В повести возникает широкий круг вопросов, связанных с понятием уездного. Какие жизненные явления можно считать уездными? Что представляет собой уездный человек, каковы его отличительные черты? Как влияют социальные изменения на уездного человека, и как, в какой мере он влияет на них? Что формирует уездную психологию? В чем заключается суть его семейных и общественных отношений, особенности религиозного мировоззрения?

Итак, «уездное» - замкнутое пространство провинциального захолустья. Это понятие не столько географическое, сколько философское. Речь идет о духовном захолустье, о мещанском отношении к жизни, которое характеризуется примитивностью, невежеством, косностью, инертностью, духовным оскудением и руководствуется лишь утробными инстинктами. Мир русской провинции обособлен, оторван от внешнего мира, закрыт для подлинной жизни. «Уездный мир, воссозданный Замятиным, - это мир, в котором не ощущается времени, присутствие интеллигенции, государства, цивилизации. Это «замшелое», заколдованное, погруженное в сон царство».

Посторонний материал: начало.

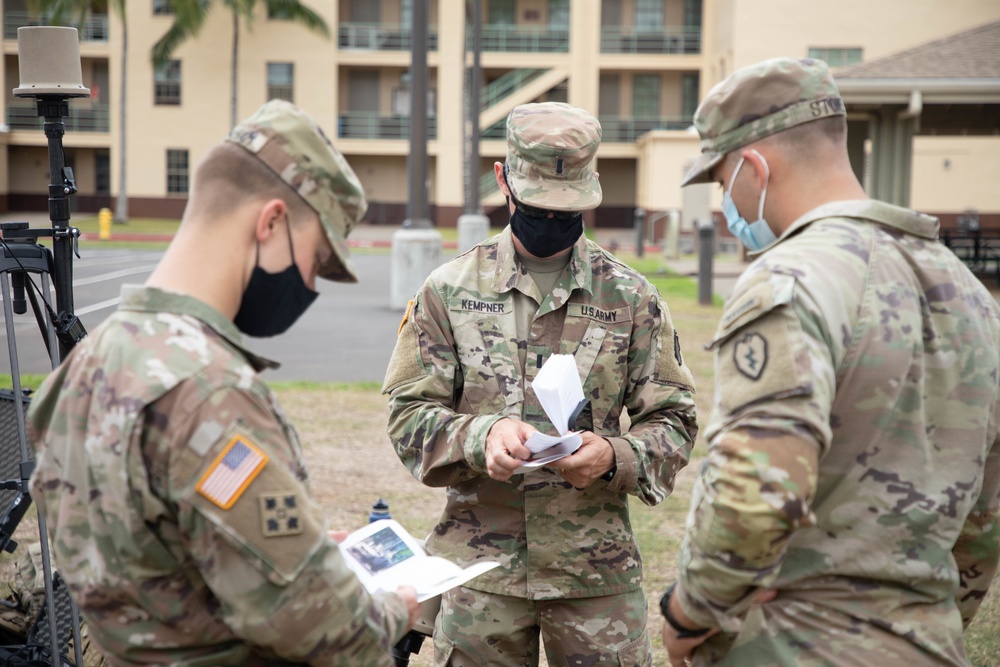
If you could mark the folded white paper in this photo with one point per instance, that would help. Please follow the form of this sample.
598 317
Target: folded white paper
559 391
385 556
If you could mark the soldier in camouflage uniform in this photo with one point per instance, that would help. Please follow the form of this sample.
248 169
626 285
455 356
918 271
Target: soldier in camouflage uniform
854 466
462 407
172 483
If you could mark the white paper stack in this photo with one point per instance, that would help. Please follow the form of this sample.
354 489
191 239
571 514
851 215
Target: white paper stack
559 391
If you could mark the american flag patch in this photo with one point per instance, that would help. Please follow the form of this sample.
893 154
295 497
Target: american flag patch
229 476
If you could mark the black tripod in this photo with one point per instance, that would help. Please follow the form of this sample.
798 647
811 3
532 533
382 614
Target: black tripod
22 259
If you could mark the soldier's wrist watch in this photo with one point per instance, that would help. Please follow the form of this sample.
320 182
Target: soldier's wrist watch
682 632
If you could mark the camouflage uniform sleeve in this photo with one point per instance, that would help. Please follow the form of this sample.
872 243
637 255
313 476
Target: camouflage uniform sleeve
660 405
770 423
977 551
438 445
260 542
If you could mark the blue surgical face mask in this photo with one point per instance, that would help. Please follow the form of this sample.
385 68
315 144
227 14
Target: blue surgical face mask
754 235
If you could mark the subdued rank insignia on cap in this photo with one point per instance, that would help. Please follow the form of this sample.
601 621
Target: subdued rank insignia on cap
750 355
279 514
232 472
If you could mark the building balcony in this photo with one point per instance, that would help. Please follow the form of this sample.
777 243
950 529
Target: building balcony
667 40
619 129
521 39
379 37
94 28
85 118
368 125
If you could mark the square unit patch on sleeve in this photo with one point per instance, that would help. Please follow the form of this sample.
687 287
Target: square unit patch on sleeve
279 514
231 473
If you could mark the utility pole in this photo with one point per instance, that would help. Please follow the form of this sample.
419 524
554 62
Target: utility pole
416 248
473 226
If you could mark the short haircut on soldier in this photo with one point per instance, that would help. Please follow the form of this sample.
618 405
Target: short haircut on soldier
229 174
801 140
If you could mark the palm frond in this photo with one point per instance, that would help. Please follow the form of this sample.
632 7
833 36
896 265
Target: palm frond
294 10
189 17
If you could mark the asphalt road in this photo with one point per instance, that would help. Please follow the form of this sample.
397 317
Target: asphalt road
346 336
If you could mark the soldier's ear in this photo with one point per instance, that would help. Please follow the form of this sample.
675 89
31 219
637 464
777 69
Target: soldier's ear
271 213
501 181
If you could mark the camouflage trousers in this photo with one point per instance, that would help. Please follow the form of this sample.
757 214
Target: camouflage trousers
791 632
477 628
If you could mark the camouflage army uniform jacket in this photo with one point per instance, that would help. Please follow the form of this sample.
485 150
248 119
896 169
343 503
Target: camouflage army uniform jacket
868 340
456 371
176 500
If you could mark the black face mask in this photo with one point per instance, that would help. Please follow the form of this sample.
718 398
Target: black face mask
273 301
543 236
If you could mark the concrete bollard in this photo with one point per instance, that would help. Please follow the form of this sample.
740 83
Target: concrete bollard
415 253
473 229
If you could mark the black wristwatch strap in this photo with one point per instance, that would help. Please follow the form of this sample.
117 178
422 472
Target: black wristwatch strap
682 632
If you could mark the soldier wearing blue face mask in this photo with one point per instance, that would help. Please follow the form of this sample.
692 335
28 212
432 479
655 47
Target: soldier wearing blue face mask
848 510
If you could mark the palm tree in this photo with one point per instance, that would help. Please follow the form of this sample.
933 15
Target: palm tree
189 17
75 12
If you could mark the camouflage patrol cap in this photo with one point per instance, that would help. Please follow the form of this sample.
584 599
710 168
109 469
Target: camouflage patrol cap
550 156
758 101
292 145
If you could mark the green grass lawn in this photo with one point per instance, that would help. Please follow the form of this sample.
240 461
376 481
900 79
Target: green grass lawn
351 417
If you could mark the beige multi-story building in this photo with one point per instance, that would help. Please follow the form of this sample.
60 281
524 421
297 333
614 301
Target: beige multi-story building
640 65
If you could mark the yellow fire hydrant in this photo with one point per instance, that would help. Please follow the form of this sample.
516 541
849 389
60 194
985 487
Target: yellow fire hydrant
104 223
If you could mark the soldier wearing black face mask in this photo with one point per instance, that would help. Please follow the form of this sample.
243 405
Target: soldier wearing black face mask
462 407
158 430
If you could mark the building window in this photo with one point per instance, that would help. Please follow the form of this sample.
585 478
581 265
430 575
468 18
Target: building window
278 12
648 16
646 96
689 94
102 172
167 83
281 81
501 12
559 14
837 57
177 171
692 13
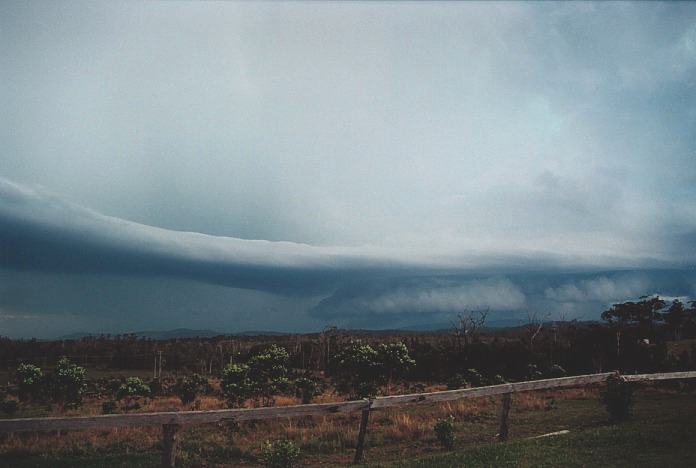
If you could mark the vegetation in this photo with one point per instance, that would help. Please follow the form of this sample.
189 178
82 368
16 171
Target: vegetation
68 383
618 398
280 454
334 365
188 388
444 431
236 384
306 389
30 382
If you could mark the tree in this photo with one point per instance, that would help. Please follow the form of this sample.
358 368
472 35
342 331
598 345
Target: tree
394 361
268 372
306 388
30 382
133 387
69 383
236 385
535 323
467 327
188 388
358 370
642 316
676 318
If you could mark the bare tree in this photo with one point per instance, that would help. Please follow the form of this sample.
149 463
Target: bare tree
467 327
535 323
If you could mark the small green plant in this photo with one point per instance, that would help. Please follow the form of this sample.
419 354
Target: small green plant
474 377
9 407
188 388
30 382
533 372
69 382
456 381
306 389
133 387
556 371
444 431
109 407
280 454
498 379
236 384
618 398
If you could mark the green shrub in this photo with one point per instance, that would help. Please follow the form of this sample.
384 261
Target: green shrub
456 381
306 389
474 377
498 379
109 407
618 398
358 371
134 387
236 385
268 372
556 371
533 372
9 407
280 454
68 383
444 431
188 388
30 382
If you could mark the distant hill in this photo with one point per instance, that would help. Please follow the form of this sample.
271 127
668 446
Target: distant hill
173 334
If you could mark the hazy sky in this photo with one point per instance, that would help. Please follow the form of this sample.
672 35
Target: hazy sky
292 165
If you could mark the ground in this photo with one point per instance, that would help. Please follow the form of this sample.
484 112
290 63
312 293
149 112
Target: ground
662 432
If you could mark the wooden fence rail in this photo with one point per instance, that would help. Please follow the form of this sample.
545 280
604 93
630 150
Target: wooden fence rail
172 421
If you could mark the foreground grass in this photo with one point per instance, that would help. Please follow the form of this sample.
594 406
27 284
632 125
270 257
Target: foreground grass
663 432
652 438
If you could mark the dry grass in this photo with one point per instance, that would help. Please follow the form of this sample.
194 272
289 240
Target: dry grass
397 432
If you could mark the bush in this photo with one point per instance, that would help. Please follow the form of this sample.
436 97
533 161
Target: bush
134 387
358 371
188 388
556 371
268 372
109 407
444 431
280 454
236 385
533 372
498 379
456 381
30 382
69 383
394 361
9 407
618 399
306 389
474 377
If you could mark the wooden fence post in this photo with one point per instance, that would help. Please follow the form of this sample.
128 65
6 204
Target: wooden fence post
360 447
505 412
170 441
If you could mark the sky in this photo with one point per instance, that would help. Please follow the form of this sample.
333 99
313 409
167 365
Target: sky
287 166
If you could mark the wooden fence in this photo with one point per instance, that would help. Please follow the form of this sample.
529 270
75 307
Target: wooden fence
172 421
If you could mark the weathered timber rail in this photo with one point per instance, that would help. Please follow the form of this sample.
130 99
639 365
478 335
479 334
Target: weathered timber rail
172 421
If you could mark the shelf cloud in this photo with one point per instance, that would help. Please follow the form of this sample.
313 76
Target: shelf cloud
293 165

Создавая собирательный образ - мир захолустной России, Замятин продолжает традиции Гоголя, Салтыкова-Щедрина, Чехова, Горького. Перед нами предстает типичная российская провинция. Здесь живет «домовитый … богомольный, степенный», «со скуки…плодущий» народ, которому «с полной утробой сладко спится после обеда». «Калитки на засовах железных<…> Тепло любят <…> Так вот и живут себе ни шатко - ни валко, преют, как навозец, в тепле». Российская провинция - это «град-Китеж на дне озера… ничегошеньки у нас не слыхать, над головой вода мутная да сонная» . Не случайно, что повесть имеет безличное название. Такое название подчеркивает интерес писателя к данному образу жизни.

Главный герой повести, а точнее антигерой - Анфим Барыба. В образе Барыбы получает новое воплощение тема «маленького человека». Продолжая традиции социального детерминизма в интерпретации «маленького человека», присущего русскому классическому реализму, писатель и в портрете героя, и в характеристике его внутреннего мира «подчеркивает ту индивидуальную специфику героя как личности, какая позволяет среде негативно влиять на него» . Тем самым классическая тема «маленького человека» интерпретируется совершенно по-новому. Барыба воплощает в себе основные черты «уездного» зла, главной из которых является лакейский дух, искажающий и отрицающий человеческие ценности. Лакейский дух, по мнению Замятина, гнусный сплав раба и рабовладельца, что писатель ярко воплотил в образ главного героя.

Однако нельзя винить во всем только Барыбу. Как справедливо полагает И.М.Попова, судьба «дикой нелепой каменной бабы» - во многом определена жестокосердием отца . Таким образом, на первый план повести выходит тема семьи, «ставшая магистральной и для творчества Замятина, и для всей русской литературы 20 века», так как семья - это «то нетленное, на чем всегда держалось и держится человеческое общество, русское в особенности. И если прогнили, рушатся эти устои, рушится мир» .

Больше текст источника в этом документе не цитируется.